微笑んでいる先のものが何なのかわからないが、そこにいたのは俺がずっと見てきた音柱宇髄天元だった。
それにしても炎天下の中、ずっと此処にいるのも骨が折れるので、仕方なく茶屋に涼みに行き、おはぎを買って戻った時には宇髄は姿を消していた。
一体、何がそこにいたのだろうか?と思い、先ほど宇髄がいたところまで歩みを進めると、そこにいたのはほの花だった。
スヤスヤと眠っているようだが、首周りは土が掘り返されていて少しでも冷たく感じられるように工夫されている。
恐らくアイツがやったのだろう。日陰とはいえこんなところで何時間も寝ていれば日射病になりかねない。
「…お前らァ、何で一緒にいねぇんだよ。わけわかんねぇよ…。」
その言葉は暑さに溶けて無くなってしまうが、宇髄がほの花に向けていた微笑みは俺が知ってるコイツらの関係性のものだった。
「…コイツのことが気になってるのに嫁がいることに困惑してンだろォ?」
記憶が無くなっても心がコイツを求めていて、無意識に世話を焼いちまう。
でも、そんな自分にアイツ自身が一番苦しんでる。
不憫で仕方ないが、鬼殺隊として、柱として…宇髄の危うさには気付いていたし、ほの花が決断しなければ…どちらかが死んだ後に後悔することになっていたのは間違いない。

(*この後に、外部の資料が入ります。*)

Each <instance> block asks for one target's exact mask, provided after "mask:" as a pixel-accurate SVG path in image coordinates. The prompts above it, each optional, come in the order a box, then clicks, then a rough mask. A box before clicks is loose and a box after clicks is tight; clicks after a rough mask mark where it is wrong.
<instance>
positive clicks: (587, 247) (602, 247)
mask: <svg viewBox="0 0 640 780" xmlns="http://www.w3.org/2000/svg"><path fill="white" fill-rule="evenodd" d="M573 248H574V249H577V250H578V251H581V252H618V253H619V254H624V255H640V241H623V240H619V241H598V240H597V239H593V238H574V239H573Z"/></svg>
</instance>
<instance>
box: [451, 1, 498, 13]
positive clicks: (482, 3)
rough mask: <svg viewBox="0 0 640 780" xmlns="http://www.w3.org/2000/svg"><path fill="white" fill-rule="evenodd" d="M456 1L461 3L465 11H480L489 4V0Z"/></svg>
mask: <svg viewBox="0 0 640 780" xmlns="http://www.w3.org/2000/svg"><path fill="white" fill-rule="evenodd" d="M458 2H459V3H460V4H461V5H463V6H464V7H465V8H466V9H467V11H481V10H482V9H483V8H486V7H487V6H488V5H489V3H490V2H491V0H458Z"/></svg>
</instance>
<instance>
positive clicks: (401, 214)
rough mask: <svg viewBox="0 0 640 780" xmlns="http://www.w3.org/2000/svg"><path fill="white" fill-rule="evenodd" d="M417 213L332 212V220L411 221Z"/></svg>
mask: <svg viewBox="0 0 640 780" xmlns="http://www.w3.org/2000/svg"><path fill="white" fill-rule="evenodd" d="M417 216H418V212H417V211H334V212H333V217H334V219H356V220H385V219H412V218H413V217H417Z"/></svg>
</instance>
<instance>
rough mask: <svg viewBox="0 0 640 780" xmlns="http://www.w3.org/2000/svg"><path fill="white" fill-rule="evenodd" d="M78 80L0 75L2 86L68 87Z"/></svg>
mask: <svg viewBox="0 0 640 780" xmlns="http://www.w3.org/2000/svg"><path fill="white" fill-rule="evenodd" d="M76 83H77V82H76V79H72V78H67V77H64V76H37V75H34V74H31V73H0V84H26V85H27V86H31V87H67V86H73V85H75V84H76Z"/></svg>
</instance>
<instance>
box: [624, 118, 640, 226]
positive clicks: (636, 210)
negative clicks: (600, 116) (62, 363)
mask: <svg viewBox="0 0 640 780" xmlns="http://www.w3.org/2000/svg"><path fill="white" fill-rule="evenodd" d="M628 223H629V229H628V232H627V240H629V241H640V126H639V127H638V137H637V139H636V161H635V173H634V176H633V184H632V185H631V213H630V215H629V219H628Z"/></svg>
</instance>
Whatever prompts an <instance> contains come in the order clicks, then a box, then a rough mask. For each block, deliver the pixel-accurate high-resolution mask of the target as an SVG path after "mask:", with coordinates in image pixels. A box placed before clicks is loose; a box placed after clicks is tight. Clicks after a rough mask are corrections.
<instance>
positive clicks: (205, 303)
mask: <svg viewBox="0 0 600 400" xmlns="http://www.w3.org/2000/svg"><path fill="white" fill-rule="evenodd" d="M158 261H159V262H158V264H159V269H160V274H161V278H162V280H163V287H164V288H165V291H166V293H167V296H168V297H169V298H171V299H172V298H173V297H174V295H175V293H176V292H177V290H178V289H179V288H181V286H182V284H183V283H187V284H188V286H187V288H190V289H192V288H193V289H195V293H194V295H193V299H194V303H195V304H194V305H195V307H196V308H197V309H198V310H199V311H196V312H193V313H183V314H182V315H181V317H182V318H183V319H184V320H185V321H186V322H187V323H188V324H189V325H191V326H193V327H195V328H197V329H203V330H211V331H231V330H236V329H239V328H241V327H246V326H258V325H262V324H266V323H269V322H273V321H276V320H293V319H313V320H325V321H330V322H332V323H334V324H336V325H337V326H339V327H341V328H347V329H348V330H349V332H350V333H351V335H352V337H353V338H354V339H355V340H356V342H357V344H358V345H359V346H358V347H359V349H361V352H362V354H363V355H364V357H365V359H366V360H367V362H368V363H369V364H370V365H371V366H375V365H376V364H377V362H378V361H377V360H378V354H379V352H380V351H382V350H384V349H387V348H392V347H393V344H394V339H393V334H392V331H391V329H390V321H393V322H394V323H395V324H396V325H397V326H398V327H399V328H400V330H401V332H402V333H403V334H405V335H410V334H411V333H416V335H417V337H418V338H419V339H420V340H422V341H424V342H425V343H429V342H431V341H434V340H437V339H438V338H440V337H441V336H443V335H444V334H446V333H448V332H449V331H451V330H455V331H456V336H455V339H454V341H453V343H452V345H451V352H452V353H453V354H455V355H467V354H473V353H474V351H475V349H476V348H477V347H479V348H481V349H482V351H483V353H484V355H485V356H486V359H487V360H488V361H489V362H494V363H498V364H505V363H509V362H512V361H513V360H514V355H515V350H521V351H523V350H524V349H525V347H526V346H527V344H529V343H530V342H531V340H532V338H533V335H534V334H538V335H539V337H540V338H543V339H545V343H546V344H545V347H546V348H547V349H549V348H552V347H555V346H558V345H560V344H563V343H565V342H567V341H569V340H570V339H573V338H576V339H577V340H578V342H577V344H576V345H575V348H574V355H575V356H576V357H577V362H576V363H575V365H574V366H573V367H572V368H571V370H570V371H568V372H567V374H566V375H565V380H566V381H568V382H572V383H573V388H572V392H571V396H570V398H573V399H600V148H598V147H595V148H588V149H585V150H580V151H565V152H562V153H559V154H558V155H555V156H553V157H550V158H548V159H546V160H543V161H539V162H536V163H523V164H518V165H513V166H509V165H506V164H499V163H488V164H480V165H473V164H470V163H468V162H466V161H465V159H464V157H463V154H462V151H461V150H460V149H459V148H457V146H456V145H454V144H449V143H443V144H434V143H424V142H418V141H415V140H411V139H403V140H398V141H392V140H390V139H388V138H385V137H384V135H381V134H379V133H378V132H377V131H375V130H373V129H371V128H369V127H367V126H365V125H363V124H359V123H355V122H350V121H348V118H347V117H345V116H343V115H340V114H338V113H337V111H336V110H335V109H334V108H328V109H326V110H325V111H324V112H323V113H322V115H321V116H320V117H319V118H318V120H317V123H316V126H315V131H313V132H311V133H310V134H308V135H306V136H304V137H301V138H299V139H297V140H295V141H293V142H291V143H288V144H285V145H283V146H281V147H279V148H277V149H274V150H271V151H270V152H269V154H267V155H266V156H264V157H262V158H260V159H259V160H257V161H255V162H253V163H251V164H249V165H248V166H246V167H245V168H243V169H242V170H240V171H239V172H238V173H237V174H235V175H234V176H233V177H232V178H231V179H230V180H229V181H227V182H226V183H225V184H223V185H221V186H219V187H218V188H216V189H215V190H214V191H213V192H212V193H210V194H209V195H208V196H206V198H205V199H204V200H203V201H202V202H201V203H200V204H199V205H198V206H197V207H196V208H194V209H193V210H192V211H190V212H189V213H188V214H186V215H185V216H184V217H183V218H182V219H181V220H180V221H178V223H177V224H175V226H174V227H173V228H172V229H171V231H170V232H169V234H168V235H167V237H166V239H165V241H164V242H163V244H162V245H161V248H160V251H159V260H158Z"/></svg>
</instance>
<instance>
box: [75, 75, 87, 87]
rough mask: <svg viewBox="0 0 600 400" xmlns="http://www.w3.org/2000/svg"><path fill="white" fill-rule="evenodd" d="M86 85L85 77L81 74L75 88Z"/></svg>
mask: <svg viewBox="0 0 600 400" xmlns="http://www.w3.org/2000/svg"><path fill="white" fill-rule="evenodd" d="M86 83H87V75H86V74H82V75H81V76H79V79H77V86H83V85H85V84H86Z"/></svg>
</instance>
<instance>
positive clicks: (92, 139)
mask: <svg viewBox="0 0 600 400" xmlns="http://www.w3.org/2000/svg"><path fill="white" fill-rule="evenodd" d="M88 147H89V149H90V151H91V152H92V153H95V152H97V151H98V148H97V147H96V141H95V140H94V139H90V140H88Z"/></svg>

上弦の鬼と戦った煉獄が死を迎えたことでよりそれは露呈した。
柱一人であれば上弦の鬼に勝てないのだ。
上弦の鬼でそれだ。
もし…鬼舞辻無惨と対峙したら?
恐らくそれどころではない。
柱が一人でも多く残っていることは鬼舞辻無惨を倒す上に必要なことだ。
こんなに愛し合ってる二人を引き裂くことになったのを見るのは俺とてツラいが…
「…ごめんなァ?ほの花。」
つらいのはコイツとて同じ。
ただ一人記憶が残っているのにも関わらず宇髄との師弟関係を維持しつつ、日常生活を過ごさなければならない。
嫁との関係が元に戻ったところも見なければならない。
愛し合ってしまった後に逆戻りさせることはどれほどの勇気がいったことか。
ほの花を想うと切なくなってくる。
懐中に入れ込んだおはぎはほの花にやろう。
宇髄との甘い時間は取り戻せないが、甘味で気を紛らわせるのもいいだろう。